Alix Didier Fils-Aimé, le candidat malheureux aux dernières sénatoriales, couronne ce 15 juillet sa fulgurante carrière « politique » Il a été reçu à la Maison Blanche. L’information est exacte, confirmée par lui-même avec enthousiasme sur les réseaux.
L’homme fort de la transition Saint-Cyr-secteur privé et l’Etat privatisé — sans élection, sans mandat, sans consultation populaire — a foulé les couloirs bien gardé du pouvoir exécutif américain. Et par qui a-t-il été reçu ? Par Michael Jensen, éminent directeur pour l’hémisphère occidental au Conseil national de sécurité (NSC), structure stratégique centrale dans l’élaboration de la politique étrangère américaine qui devrait etre mis en place egalement par l’Accord mort-né du 3 Avril.
Une rencontre importante donc, mais qui ne fait que souligner l’abîme entre les préoccupations diplomatiques de Washington et la vacuité politique de Port-au-Prince. Selon ses déclarations publiques, Fils-Aimé a abordé avec ses interlocuteurs le grand chantier de l’organisation d’élections « crédibles » en Haïti.
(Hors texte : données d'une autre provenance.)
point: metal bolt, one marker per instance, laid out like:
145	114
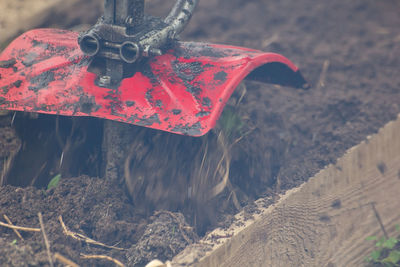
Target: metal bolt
104	81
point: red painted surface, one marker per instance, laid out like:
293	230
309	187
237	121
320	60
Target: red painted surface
182	91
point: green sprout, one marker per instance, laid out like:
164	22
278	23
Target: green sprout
54	182
387	250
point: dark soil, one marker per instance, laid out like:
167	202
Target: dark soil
349	51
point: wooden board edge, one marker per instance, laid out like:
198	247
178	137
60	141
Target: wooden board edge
323	222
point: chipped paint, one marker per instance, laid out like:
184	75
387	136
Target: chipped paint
182	91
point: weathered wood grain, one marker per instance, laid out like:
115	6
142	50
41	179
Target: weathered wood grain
324	222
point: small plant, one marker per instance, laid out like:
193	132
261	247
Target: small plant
387	250
54	182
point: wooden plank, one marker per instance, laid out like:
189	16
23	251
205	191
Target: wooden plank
324	222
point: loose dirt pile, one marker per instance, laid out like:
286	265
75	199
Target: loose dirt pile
274	137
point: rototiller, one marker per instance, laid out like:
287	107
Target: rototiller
130	67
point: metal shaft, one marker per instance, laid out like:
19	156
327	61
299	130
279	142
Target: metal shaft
123	12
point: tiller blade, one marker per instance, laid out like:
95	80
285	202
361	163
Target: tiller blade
183	90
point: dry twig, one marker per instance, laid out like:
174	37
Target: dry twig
46	241
103	257
83	238
15	230
20	228
64	260
322	77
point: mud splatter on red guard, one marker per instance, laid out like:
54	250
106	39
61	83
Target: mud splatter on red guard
179	87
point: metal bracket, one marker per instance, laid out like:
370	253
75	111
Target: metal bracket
125	35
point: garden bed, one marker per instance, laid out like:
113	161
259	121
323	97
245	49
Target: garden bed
349	51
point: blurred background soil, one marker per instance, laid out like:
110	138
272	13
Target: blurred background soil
269	138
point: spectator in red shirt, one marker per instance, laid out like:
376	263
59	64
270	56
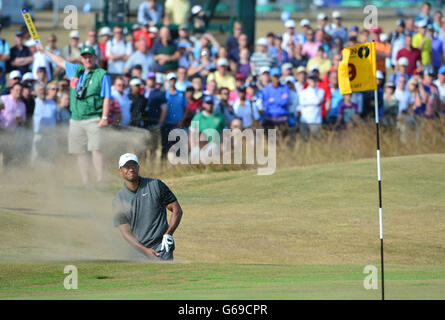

Le mot est lâché, comme un talisman : « élections crédibles ». Mais à peine prononcé, le terme se délite sous le poids des contradictions. Car M. Fils-Aimé est précisément soupconne, au pays, d’avoir signé des contrats engageant les finances publiques jusqu’en 2049, en l’absence de tout mécanisme de reddition de comptes. Même Fritz Alphonse Jean, président du Conseil présidentiel de transition, s’est senti contraint de lui écrire pour s’alarmer de la nature de ces engagements.
Or, celui-là même qui ne peut rendre compte de ses actes devant une législature inexistante prétend garantir un avenir électoral transparent. La Constitution haïtienne de 1987, dans son article 98.3, impose pourtant que tout contrat engageant l’État au-delà de cinq ans reçoive l’aval du Parlement. Mais il est vrai qu’en Haïti, on gouverne aujourd’hui dans l’hypothèse du droit.
Le plus savoureux, c’est l’omission. Ooops. Dans son tweet triomphal, Fils-Aimé a oublié d’évoquer le référendum constitutionnel PHTK-CPT en « préparation » avec PNUD — pourtant au cœur des controverses nationales. Il a aussi soigneusement évité de mentionner le sort de plus de 500 000 Haïtiens menacés d’expulsion des États-Unis. Ces familles, ces exilés, ces travailleurs invisibles que la politique migratoire américaine s’apprête à rejeter vers un pays en guerre. Pas un mot. Ni prière, ni intercession, ni compassion. Il faut croire que dans les hautes sphères où il évolue désormais, le peuple est devenu une abstraction diplomatique.
Enfin, Fils-Aimé a “renouvelé ses engagements pour un avenir démocratique et stable”. Mais pour qui ? Pour quel pays ? Quelle société démocratique peut naître d’un processus opaque, orchestré par un homme rejeté dans les urnes, et dont les décisions actuelles ne reposent sur aucun fondement institutionnel ? Le paradoxe est complet : tandis que l’architecture constitutionnelle de la République est démontée pièce par pièce, l’envoyé du pouvoir s’en va rassurer Washington. La Maison Blanche, elle, écoute poliment, analyse stratégiquement, mais ne s’y trompe pas. Elle connaît la différence entre la diplomatie et l’illusion de la légitimité.